Me considerava um ótimo pai de família, mas tenho um defeito com o qual eu mesmo me decepciono agora. Eu sou viciado em álcool! Sempre bebi junto com meus fregueses e sempre tentei me segurar, mas não é tão simples. Não me orgulho disso de jeito nenhum e foi um desses deslizes que me levou à ruina.

Era um dia comum, mas eu havia exagerado na dose. Já era tarde e eu subi as escadas para casa trançando os pés. Os quinze degraus pareceram milhares graças ao esforço que tive que fazer. Quando cheguei em cima, abri a porta violentamente e vi o olhar assustado de Suse, minha filha. Então minha esposa entrou na sala. Annye estava brava e discutia comigo sobre motivos corriqueiros, nada demais. Mas o ácool, o maldito álcool, falou mais alto. Tomando conta de meus atos. Me escondendo as consequências. Me levando à pior cena da minha vida. E foi assim, com toda essa confusão dominando minha mente, que parti pra cima de Annye...

No outro dia de manhã foi a última vez que as vi. Estavam as duas abraçadas de malas na mão. Suse chorava descontroladamente e Ann somente tinha um olhar quase indiferente, mas eu conseguia sentir o rancor em sua expressão. As duas foram embora sem dizer nada, Suse arrastada pela mãe. Eu poderia tentar correr atrás, poderia implorar, me humilhar e pedir pra que ficassem mas não fiz. Não me mexi. Eu sabia que estava errado e por mais que eu fosse sofrer, deixá-las ir seria uma escolha sábia. Estaria protegendo elas do mal, de mim.

E foi depois desse dia que minha vida começou a cair na ruína. Eu tive que fechar meu albergue visto que a clientela e o resto do vilarejo me evitavam. Comecei a me tornar isolado. Não saia mais de casa e quem me sustentava era o estoque de bebidas do bar. Fora a bebida que acabara com metade da minha vida e pretendia fazer com que ela acabasse também com o resto dela, sem remoroso.

Não sei dizer por quanto tempo fiquei nessa condição de alcoolatra à beira da loucura.

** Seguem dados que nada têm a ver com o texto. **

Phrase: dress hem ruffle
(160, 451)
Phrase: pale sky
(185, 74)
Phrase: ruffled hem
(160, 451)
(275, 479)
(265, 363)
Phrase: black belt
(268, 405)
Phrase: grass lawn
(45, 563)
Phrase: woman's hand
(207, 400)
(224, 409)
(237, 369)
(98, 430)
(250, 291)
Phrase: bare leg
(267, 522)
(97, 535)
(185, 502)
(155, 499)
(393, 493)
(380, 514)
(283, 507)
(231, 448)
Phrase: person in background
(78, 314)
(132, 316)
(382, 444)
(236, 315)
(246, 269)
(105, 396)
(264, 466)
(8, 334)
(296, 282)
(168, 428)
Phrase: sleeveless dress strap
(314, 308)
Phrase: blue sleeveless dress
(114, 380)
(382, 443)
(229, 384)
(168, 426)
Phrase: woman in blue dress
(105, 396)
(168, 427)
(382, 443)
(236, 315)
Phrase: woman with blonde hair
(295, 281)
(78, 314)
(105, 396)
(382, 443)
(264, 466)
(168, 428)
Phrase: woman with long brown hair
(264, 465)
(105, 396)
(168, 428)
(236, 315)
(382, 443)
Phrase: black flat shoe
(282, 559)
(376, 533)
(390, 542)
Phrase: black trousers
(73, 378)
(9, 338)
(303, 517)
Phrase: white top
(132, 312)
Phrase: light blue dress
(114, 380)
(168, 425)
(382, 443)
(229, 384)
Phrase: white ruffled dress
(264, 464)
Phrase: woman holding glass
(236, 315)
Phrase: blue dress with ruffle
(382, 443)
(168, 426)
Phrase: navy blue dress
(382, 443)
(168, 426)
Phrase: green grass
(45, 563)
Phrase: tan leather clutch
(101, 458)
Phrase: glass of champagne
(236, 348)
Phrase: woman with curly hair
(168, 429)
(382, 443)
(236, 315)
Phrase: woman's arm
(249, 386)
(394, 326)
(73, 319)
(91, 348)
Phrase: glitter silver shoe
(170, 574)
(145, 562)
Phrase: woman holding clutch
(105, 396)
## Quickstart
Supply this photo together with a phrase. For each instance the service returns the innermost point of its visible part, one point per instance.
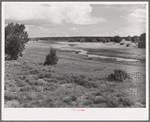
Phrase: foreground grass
(73, 82)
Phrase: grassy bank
(74, 82)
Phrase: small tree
(135, 39)
(142, 43)
(51, 58)
(117, 39)
(15, 39)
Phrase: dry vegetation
(73, 82)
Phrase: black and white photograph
(75, 57)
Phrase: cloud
(55, 13)
(138, 15)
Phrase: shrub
(51, 58)
(117, 39)
(135, 39)
(126, 101)
(112, 103)
(142, 43)
(122, 43)
(128, 45)
(118, 75)
(15, 40)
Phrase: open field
(79, 79)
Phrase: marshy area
(80, 78)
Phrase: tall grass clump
(51, 58)
(119, 75)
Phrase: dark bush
(142, 43)
(122, 43)
(51, 58)
(117, 39)
(135, 39)
(118, 75)
(128, 45)
(15, 39)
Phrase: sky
(48, 19)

Meu corpo já dava sinais de repulsa a minha nova rotina, mas eu não parava mesmo assim. Enfim, era aquilo que eu queria, não era? Poderiam ter passados anos ou apenas semanas mas realmente não fazia diferença.

Certo dia resolvi começar a desabafar. Colocar para fora tudo que invadia minha mente. raiva, solidão, tristeza, arrependimento. Então peguei uma das milhares de garrafas que se amontoavam ao meu redor. Escolhi aleatoriamente e junto de uma pena, um tinteiro e um pedaço de papel amarelado me sentei no meio do salão. Olhei em volta, parecia ver fantasmas por todo lado. Revi todo o tempo que passei lá. Via nas mesas meus antigos fregueses. Via na porta os tantos raiares de Sol em que eu estava la fora a pescar. Vi nas escadas aqueles que se hospedavam para passar a noite aqui. E o que mais me doeu foi a visão de Suse e Annye atrás do balcão atendendo a todos e regularmente sorrindo ao me ver...

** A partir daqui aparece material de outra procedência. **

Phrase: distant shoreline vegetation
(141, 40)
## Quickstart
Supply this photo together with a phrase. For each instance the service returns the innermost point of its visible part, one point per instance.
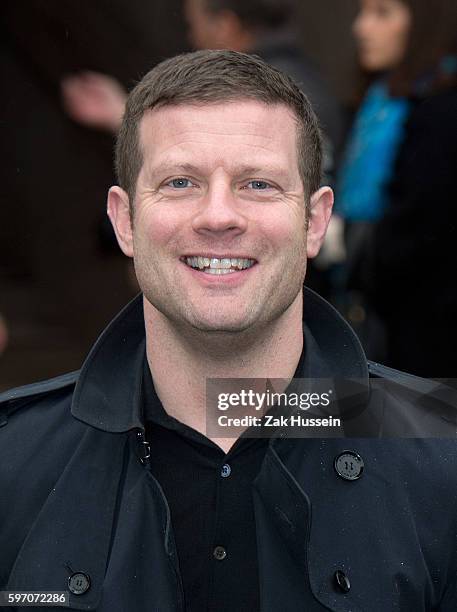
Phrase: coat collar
(108, 392)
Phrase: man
(111, 489)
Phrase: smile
(215, 265)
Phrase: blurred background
(62, 277)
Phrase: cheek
(285, 232)
(157, 228)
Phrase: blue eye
(180, 183)
(259, 185)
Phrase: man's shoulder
(414, 407)
(43, 392)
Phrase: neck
(192, 357)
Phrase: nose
(219, 213)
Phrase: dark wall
(60, 281)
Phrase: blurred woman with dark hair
(396, 186)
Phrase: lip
(222, 280)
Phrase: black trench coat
(77, 496)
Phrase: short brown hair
(206, 77)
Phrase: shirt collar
(108, 394)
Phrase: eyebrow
(237, 170)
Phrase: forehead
(241, 131)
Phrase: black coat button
(342, 581)
(219, 553)
(226, 470)
(79, 583)
(349, 465)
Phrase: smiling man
(129, 503)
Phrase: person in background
(396, 181)
(263, 27)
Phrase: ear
(118, 209)
(321, 203)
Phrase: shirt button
(219, 553)
(79, 583)
(349, 465)
(226, 470)
(342, 581)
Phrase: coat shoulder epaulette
(14, 397)
(409, 381)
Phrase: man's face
(219, 234)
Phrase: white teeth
(218, 271)
(217, 266)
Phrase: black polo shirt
(210, 498)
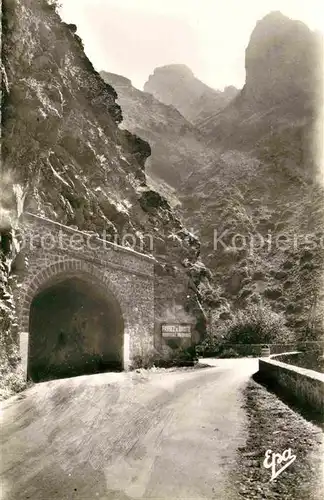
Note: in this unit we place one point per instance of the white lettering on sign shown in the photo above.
(174, 330)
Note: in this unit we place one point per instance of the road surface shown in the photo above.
(117, 436)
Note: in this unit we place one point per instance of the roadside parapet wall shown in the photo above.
(305, 386)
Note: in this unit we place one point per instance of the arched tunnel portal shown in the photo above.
(75, 327)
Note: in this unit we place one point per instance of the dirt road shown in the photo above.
(117, 436)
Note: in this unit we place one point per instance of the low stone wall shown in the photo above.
(305, 386)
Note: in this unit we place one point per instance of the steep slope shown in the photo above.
(266, 181)
(282, 89)
(62, 147)
(176, 84)
(177, 147)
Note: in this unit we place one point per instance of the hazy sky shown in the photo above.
(132, 37)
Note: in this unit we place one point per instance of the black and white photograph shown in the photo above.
(161, 250)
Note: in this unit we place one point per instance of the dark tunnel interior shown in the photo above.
(75, 328)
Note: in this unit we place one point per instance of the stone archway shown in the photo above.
(75, 328)
(75, 323)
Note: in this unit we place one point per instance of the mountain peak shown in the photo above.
(179, 70)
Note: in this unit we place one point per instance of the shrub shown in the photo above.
(253, 325)
(256, 325)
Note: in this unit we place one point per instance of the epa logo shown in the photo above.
(278, 462)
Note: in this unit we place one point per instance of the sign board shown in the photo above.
(176, 330)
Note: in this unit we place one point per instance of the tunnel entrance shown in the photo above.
(75, 328)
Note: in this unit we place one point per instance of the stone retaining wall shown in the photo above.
(305, 386)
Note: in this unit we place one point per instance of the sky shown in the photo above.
(132, 37)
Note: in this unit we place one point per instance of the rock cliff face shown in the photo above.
(62, 146)
(177, 147)
(177, 85)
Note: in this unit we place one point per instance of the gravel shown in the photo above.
(273, 425)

Longas lágrimas escorreram incessantemente de meus olhos naquele dia. A dor parecia querer destruir minha mente. Então eu simplesmente isolei todos os pensamentos e apertando a pena na minha mão comecei a rabiscar no pedaço de papel todas as minhas emoções. Era uma carta íntima, pessoal, forte. Mas o mais importante era que não tinha destinatário. Ao acabar levantei e pela primeira vez em muito tempo sai do albergue e fui em direção ao mar. Simplesmente larguei minha carta depositada na garrafa, me sentindo um pouco mais leve e sentindo parte da minha agonia partitr junto da garrafa que nadava pela leve e regular correnteza marítima.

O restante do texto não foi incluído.